Поднялся во весь рост, подметая полой плаща изразцовые плиты пола – это прозвучало как шуршание чешуи гадюкипо камню – и Мария внутренне содрогнулась. Как быстро Босуэллу удавалось переходить от светлой своей стороны к темной… и этот контраст всегда пробуждал трепет в ее душе – рябь глубинных ключей неостывающего влечения. Но она справится с этим.
– И, тем не менее, говорите!
Ее мягкий, властный голос действовал на Белокурого словно запах крови на волка, и думал он сейчас не об эдинбургских новостях, но о том, что слаще покорять властную, чем безвольную… а после молвил:
– Вряд ли я открою вам тайны сердца графа Аррана – я не был радушно встречен лордом-правителем, Ваше величество.
– Неудивительно. Он ведь знает, что вы уже были здесь, прежде чем поклониться ему.
Босуэлл удивился:
– Поклониться регенту? Боже упаси. Я хотел узнать только, чего стоит его хваленая справедливость к изгнанникам, возвращающимся на родину – и нашел, что для меня лично Джеймс Гамильтон сделал исключение… в довольно неприятную сторону.

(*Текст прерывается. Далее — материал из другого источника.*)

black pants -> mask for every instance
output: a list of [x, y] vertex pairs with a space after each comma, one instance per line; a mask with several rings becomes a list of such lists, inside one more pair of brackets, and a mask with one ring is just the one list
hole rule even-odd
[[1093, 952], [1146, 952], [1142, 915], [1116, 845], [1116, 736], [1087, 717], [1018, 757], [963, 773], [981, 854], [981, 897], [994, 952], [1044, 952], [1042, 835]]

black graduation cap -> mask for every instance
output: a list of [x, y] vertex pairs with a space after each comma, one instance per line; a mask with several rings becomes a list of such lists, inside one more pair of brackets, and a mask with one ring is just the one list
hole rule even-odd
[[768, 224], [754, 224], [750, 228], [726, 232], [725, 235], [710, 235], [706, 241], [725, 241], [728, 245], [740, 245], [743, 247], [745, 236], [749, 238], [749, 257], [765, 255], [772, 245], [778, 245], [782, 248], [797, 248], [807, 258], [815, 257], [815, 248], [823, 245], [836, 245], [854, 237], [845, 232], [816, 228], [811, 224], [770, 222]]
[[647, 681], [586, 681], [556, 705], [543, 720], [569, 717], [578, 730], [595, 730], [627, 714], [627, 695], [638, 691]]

Вот еще один пример для тех, думала королева, кто считает Джеймса Гамильтона глупцом – как бы не так! Пребывавший всю жизнь за надежной спиной Финнарта, теперь этот молодой человек заходит с козырей и показывает себя взбалмошным, непредсказуемым и потому опасным игроком. Верни он Босуэллу достояние – это приведет его к чудовищным осложнениям отношений с Ангусом, а Дугласы, родня Аррана по жене, ныне в большой силе… однако и Босуэлл вроде бы в родстве с братом регента, потому неизвестно, когда Аррану придет в голову переменить гнев на милость. Он может придерживать приграничника в ожидании, до поры, когда разочтется с Дугласами. И пока колеблется регент, она должна опереться своей слабой рукой на перчатку графа.
– Это опрометчиво с его стороны, – молвила Мария де Гиз и взглянула прямо в глаза Белокурому.
Так игра началась.
Если бы то был мужчина, Патрик Хепберн прочел бы в его лице неприкрытый вызов. Бедняжка, что ж, она думает, что выстоит в этой битве? Долгое мгновение мужчина и женщина смотрели друг на друга, и время остановилось, затем Мария де Гиз отвела взор и заговорила первой, по-прежнему мягко, с той легкой иронией, что равно сообщала словам ее и увлечение, и отстраненность:
– Да, опрометчиво…ибо тот, кто в эти бурные дни приобретет вашу поддержку, граф, весьма выиграет, я полагаю.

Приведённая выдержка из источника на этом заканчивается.